Zahlen, heißt es, lügen nicht. 897.000 Zuschauer verfolgten im Durchschnitt das dritte EM-Gruppenspiel von Österreichs Fußballfrauen gegen Island (3:0) in ORF eins, die Spitzenwerte machten sogar 999.000 Zuschauer aus. Die Millionengrenze, das lässt sich mit Gewissheit prognostizieren, wird beim Viertelfinale am Sonntagabend geknackt.

In einem Sportjahr ohne Olympische Spiele und Fußballgroßereignis der Männer drohte der heimische Sportfan diesen Sommer in den eigenen vier Wänden mit der, pardon, überschaubar spannenden österreichischen Bundesliga und dem sich erneut, aber längst gewohnt anbahnenden Scheitern von Meister Salzburg in der Champions League vorliebnehmen zu müssen. Die heute beginnende Beachvolleyballweltmeisterschaft auf der Donauinsel sorgt zwar für erfrischende Abwechslung, sie wird aber – zumindest vor den Fernsehgeräten – keine Masseneuphorie auslösen.

Dass dieser Tage ausgerechnet Österreichs Fußballerinnen, deren Namen der breiten Öffentlichkeit vor eineinhalb Wochen im Grunde völlig unbekannt waren und vielen auch weiterhin bleiben werden, ein kleines Sommermärchen schreiben, damit war freilich nicht zu rechnen. Umso erfreulicher ist die Entwicklung dieser ersten Frauenfußball-Europameisterschaft mit österreichischer Beteiligung. Ohne die Last der Erwartungshaltung einer ganzen Nation – Stichwort EM 2016 – hantelt sich die Mannschaft des so besonnen auftretenden Teamchefs, Dominik Thalhammer, von Erfolg zu Erfolg.

Es sind im Grunde simple Tugenden wie Einsatz, Wille und Teamgeist, die dieses Team am besten charakterisieren. Kapitänin Viktoria Schnaderbeck und ihre Mitspielerinnen bestreiten diese Endrunde mit viel Demut, das bisher Erreichte kann nicht hoch genug eingeschätzt werden. Träume von weiteren Großtaten sind erlaubt, ja sogar erwünscht. Dass sich in sozialen Netzwerken Fans der ersten Stunde und politische Schulterklopfer in Zeiten des Wahlkampfs jetzt vermengen, liegt in der Natur der Sache. Den ÖFB-Frauen kann es dabei eigentlich egal sein, wer auf welcher Plattform in den Jubelchor miteinstimmt.

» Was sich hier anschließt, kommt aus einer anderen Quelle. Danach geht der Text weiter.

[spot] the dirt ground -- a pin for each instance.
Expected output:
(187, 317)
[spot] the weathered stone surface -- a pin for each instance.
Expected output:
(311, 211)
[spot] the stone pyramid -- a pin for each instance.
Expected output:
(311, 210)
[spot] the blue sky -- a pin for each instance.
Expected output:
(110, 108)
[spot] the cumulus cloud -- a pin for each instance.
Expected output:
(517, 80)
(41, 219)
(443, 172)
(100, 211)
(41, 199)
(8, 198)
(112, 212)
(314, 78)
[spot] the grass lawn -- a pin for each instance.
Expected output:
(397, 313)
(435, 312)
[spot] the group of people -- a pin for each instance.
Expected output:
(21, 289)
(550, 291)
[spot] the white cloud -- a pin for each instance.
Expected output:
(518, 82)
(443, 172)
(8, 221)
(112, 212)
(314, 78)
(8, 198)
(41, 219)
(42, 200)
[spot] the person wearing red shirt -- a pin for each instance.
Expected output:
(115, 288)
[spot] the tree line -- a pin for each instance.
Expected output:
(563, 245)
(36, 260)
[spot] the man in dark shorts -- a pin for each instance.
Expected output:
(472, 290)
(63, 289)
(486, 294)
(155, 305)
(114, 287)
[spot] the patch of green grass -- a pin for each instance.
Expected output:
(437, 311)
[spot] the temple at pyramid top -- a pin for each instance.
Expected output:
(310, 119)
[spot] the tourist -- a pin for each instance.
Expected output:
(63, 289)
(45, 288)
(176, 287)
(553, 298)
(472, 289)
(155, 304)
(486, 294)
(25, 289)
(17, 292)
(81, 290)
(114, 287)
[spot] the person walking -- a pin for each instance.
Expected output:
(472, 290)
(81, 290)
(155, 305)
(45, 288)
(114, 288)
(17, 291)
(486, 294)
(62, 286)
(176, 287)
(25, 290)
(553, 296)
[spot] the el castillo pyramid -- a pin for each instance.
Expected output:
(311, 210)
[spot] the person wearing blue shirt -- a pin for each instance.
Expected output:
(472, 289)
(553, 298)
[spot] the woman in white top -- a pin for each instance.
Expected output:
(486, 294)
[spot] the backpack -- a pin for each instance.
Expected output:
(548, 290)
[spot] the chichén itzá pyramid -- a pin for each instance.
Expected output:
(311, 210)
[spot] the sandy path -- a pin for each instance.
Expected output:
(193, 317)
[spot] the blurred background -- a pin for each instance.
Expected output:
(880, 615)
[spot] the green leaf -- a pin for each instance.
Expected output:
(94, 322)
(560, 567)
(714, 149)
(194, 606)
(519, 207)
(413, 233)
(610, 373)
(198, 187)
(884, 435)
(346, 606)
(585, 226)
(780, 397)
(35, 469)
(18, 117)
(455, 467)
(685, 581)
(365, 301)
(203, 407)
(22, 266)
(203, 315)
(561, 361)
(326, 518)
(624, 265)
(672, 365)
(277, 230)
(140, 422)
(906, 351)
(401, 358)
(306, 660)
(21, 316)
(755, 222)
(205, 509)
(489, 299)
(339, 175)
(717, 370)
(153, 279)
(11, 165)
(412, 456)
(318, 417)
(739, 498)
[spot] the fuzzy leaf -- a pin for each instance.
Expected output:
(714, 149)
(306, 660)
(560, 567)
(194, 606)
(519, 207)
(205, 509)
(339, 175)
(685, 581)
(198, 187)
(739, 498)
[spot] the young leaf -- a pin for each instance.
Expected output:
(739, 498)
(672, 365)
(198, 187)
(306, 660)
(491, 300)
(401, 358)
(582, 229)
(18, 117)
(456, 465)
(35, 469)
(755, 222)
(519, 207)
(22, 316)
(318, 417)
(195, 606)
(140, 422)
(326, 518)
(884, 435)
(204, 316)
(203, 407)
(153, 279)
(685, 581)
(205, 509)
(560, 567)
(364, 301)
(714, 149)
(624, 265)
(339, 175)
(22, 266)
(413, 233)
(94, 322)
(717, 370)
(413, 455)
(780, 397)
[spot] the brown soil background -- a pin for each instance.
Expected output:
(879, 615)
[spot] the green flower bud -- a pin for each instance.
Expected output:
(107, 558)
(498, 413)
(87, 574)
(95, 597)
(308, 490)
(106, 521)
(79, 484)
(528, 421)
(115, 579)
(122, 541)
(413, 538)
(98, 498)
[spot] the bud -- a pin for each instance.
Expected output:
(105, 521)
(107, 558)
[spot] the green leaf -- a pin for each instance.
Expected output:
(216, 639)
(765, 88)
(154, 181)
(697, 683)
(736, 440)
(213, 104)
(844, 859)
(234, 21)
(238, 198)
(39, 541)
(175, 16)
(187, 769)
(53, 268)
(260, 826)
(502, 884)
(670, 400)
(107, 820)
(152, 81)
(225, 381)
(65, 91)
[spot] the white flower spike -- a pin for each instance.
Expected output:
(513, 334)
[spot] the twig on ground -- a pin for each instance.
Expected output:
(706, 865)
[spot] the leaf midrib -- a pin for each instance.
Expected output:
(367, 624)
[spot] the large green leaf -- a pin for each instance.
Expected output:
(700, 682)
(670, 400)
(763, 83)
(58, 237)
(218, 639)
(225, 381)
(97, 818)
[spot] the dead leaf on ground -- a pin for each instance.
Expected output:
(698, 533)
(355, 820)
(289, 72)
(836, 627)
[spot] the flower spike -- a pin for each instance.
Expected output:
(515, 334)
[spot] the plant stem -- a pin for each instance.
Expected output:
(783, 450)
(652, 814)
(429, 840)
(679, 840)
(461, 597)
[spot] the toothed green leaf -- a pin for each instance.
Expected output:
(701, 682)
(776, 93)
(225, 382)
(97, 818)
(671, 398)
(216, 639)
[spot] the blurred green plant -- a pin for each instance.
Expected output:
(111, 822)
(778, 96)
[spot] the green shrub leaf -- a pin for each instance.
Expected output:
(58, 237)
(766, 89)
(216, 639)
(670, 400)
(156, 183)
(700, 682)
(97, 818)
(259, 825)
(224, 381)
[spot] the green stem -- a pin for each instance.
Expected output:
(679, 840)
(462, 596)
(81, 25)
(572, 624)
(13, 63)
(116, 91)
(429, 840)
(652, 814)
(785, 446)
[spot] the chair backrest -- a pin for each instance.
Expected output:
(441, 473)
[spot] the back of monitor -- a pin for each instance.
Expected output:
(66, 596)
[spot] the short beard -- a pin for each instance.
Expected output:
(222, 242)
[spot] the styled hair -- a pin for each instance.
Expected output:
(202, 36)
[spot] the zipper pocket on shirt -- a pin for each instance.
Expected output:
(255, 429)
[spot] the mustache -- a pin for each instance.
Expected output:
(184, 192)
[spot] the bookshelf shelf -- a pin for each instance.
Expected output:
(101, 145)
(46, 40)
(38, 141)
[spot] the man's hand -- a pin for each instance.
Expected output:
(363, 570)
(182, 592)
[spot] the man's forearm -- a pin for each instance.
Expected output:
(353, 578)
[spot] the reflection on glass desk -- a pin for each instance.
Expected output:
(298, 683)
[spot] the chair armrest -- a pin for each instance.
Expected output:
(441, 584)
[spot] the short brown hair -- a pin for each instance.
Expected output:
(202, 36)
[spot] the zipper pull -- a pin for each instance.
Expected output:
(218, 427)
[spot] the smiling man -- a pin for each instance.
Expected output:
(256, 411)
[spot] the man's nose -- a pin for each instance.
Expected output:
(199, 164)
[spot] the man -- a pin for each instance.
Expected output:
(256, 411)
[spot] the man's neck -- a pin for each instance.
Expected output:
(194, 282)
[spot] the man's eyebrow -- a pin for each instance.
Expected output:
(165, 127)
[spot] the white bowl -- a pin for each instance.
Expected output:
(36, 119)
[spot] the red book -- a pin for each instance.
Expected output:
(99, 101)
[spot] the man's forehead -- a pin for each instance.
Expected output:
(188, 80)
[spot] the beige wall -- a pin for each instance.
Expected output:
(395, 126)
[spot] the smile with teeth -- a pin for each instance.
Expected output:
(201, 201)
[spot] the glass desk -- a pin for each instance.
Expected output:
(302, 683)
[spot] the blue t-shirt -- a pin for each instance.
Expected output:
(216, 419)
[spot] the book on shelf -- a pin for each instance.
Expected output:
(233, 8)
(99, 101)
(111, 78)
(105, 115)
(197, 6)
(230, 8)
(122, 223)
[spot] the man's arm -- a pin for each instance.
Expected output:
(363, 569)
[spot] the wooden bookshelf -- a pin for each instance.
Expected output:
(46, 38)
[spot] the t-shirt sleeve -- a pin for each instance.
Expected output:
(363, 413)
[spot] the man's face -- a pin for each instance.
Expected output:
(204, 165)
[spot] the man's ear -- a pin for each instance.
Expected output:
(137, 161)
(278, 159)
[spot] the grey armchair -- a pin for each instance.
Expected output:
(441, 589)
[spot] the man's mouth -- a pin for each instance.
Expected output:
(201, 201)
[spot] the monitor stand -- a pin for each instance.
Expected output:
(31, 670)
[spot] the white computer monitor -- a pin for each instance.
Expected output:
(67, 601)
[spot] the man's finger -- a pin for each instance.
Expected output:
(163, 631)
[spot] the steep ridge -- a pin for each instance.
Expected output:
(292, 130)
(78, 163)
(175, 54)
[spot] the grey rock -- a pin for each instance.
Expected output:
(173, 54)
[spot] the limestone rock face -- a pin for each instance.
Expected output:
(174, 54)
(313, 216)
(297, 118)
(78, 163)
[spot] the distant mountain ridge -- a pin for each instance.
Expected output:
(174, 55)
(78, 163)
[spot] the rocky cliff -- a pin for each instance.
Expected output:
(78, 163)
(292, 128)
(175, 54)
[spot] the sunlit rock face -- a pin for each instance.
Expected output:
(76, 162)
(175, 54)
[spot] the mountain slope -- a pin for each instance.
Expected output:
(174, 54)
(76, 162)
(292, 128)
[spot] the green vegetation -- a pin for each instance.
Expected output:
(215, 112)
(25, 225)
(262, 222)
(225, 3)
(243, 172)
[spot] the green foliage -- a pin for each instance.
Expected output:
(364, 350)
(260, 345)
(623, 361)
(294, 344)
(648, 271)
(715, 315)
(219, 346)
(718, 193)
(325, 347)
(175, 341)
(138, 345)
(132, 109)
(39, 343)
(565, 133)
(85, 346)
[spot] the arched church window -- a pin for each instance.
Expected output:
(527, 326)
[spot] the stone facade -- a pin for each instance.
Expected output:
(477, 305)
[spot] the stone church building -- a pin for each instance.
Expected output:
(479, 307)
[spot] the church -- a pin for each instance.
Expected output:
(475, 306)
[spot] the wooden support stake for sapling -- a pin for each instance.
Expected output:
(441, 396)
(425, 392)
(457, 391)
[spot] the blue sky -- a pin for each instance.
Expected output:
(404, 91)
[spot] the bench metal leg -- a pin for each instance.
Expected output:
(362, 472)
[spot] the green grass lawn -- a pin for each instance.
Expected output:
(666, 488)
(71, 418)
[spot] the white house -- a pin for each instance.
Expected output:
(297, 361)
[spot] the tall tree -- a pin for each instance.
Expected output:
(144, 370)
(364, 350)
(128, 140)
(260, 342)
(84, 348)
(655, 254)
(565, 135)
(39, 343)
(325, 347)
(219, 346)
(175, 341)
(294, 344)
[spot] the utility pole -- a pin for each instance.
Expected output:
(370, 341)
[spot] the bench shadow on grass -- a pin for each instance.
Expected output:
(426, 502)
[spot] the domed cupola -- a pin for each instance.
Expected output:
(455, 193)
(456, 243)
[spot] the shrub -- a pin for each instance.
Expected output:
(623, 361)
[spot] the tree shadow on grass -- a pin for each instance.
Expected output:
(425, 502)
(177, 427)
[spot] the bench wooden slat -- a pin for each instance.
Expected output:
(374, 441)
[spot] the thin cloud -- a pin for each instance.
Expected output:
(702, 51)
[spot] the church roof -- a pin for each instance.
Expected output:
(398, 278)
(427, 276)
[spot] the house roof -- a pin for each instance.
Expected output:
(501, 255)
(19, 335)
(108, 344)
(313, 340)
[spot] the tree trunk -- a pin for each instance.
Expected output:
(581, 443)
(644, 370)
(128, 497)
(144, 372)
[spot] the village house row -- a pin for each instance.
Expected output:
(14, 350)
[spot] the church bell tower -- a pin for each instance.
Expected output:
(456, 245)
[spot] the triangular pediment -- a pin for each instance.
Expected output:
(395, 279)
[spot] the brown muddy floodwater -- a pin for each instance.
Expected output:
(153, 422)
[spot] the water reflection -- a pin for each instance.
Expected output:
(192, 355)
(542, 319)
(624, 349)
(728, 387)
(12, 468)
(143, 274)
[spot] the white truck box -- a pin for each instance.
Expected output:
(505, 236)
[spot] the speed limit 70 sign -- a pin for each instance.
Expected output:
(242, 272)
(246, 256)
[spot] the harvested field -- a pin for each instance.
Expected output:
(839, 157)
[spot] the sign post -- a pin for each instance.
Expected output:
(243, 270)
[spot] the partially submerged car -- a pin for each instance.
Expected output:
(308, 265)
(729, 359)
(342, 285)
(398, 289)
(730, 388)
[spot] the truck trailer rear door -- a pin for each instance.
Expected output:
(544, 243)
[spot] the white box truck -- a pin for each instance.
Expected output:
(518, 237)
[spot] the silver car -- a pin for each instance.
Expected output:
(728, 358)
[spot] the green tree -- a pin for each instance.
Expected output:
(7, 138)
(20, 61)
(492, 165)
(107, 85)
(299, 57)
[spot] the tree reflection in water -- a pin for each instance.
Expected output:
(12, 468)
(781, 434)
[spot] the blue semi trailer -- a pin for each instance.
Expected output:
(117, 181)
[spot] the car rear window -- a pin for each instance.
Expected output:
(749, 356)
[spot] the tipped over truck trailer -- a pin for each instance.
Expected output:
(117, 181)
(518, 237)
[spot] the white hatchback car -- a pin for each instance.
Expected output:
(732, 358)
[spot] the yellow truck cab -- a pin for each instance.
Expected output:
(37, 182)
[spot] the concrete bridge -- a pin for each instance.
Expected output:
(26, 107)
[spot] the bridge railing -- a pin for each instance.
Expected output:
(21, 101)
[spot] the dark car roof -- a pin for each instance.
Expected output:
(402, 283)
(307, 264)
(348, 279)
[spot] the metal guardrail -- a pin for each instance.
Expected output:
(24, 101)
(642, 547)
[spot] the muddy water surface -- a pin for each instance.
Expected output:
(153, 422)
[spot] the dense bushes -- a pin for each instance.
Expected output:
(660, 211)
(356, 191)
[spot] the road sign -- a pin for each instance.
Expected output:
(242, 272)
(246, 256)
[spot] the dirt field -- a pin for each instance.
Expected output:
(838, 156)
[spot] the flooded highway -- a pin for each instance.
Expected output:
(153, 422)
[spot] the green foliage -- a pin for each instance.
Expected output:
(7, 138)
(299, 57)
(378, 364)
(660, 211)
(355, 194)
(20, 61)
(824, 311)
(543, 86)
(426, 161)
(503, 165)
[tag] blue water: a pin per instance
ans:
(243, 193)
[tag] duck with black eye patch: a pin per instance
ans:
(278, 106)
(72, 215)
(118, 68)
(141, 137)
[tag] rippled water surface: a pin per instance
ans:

Fast jedes euphorische Facebook-Posting und jeder Tweet lenken die Aufmerksamkeit auf Österreichs Fußballerinnen und zugleich auf eine Sparte, die hierzulande erstmals in das Rampenlicht drängt. Allerdings, plump eine Gender-Debatte loszutreten und Männer- mit Frauenfußall zu vergleichen, entbehrt jeder Sinnhaftigkeit. Physische Unterschiede sind naturgegeben, dabei geht es in diesem Spiel längst nicht nur um Schnelligkeit, Sprungkraft oder darum, wer dem Ball länger hinterherlaufen kann.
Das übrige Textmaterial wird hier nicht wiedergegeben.